Le premier ministre Justin Trudeau dénonce le « manque de transparence » entourant les procès des « deux Michael », et assure qu'Ottawa travaille « sans relâche » pour qu'ils reviennent au pays.

Michael Spavor, devant un calendrier chinois.

L'homme d'affaires canadien Michael Spavor, lors d'une entrevue accordée par Skype depuis Yangi, en Chine, le 2 mars 2017.

Photo : La Presse canadienne / AP

Radio-Canada
Prenez note que cet article publié en 2021 pourrait contenir des informations qui ne sont plus à jour.

Après 830 jours de détention en Chine, Michael Spavor a finalement comparu vendredi devant un tribunal de Dandong pour une séance qui a tout juste duré deux heures. Son sort n'a pas encore été décidé.

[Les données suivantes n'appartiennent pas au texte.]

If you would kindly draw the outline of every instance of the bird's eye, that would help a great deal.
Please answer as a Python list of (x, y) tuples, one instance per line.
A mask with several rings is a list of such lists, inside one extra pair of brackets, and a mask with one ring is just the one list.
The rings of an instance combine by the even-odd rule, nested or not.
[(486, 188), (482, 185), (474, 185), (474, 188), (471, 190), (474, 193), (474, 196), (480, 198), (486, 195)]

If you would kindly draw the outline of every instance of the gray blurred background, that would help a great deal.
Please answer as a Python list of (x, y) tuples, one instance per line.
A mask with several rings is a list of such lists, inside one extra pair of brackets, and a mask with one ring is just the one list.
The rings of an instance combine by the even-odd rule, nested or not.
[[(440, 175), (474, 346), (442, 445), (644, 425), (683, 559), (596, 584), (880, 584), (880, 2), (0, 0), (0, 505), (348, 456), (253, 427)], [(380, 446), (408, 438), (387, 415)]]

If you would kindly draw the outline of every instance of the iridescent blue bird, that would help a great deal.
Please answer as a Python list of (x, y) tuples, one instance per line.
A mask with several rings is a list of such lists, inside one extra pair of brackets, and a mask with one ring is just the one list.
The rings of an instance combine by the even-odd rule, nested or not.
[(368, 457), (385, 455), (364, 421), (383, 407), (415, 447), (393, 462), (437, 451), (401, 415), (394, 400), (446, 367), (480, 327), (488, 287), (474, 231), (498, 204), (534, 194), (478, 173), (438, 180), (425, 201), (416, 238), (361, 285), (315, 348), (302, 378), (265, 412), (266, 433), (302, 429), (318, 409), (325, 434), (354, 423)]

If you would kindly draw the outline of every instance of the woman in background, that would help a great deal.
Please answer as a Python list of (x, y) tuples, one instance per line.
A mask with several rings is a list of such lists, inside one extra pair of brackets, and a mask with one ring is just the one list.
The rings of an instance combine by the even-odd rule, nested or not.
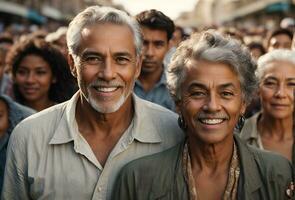
[(261, 112), (245, 122), (241, 137), (248, 144), (277, 152), (294, 164), (295, 52), (280, 49), (260, 57), (256, 76)]
[(76, 84), (60, 51), (43, 39), (26, 37), (8, 54), (17, 102), (41, 111), (68, 100)]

L'homme d'affaires canadien de 45 ans, connu pour avoir développé des relations d'affaires en Corée du Nord, située à un jet de pierre du tribunal où il a comparu, est accusé d'avoir volé et transmis des secrets d'État.

Le verdict sera annoncé à une date ultérieure, a indiqué le tribunal sur son site web, mais l'issue de la procédure ne soulève guère de doute : 99 % des prévenus qui comparaissent en Chine sont reconnus coupables.

La comparution de Michael Spavor s'est déroulée derrière des portes closes. Ni le public ni les médias n'ont été admis dans la salle d'audience. La nature exacte des accusations portées contre lui n'a pas été divulguée.

Contraint de faire le pied de grue devant le tribunal, le numéro deux de l'ambassade canadienne en Chine, Jim Nickel, dit avoir appris de l'avocat de l'homme d'affaires que la procédure a duré deux heures.

« Le processus n'a pas été transparent. […] Nous n'avons pas pu avoir accès à la salle d'audience. Nous n'avons pas pu parler à Michael Spavor avant le procès. »

— Une citation de  Jim Nickel, chef de mission adjoint à l'ambassade du Canada à Pékin
Deux hommes et une femme sont debout devant la porte fermée d'un immeuble.

Le chef de mission adjoint à l'ambassade du Canada à Pékin, Jim Nickel, a tenté d'entrer dans le tribunal de Dandong où était jugé Michael Spavor, mais en vain.

Photo : Reuters / CARLOS GARCIA RAWLINS

Le diplomate canadien n'a donné aucun autre détail sur ce qui s'est déroulé à l'intérieur du tribunal, conformément à la Loi sur la protection des renseignements personnels.

« Il y a un flou par rapport à ce qui est ressorti dans la salle d'audience. Nous sommes frustrés de ça. »

— Une citation de  Jim Nickel, chef de mission adjoint à l'ambassade du Canada à Pékin

Selon M. Nickel, les Chinois ont refusé tout accès au tribunal en plaidant que le droit chinois a préséance sur le droit international dans les dossiers de sécurité nationale.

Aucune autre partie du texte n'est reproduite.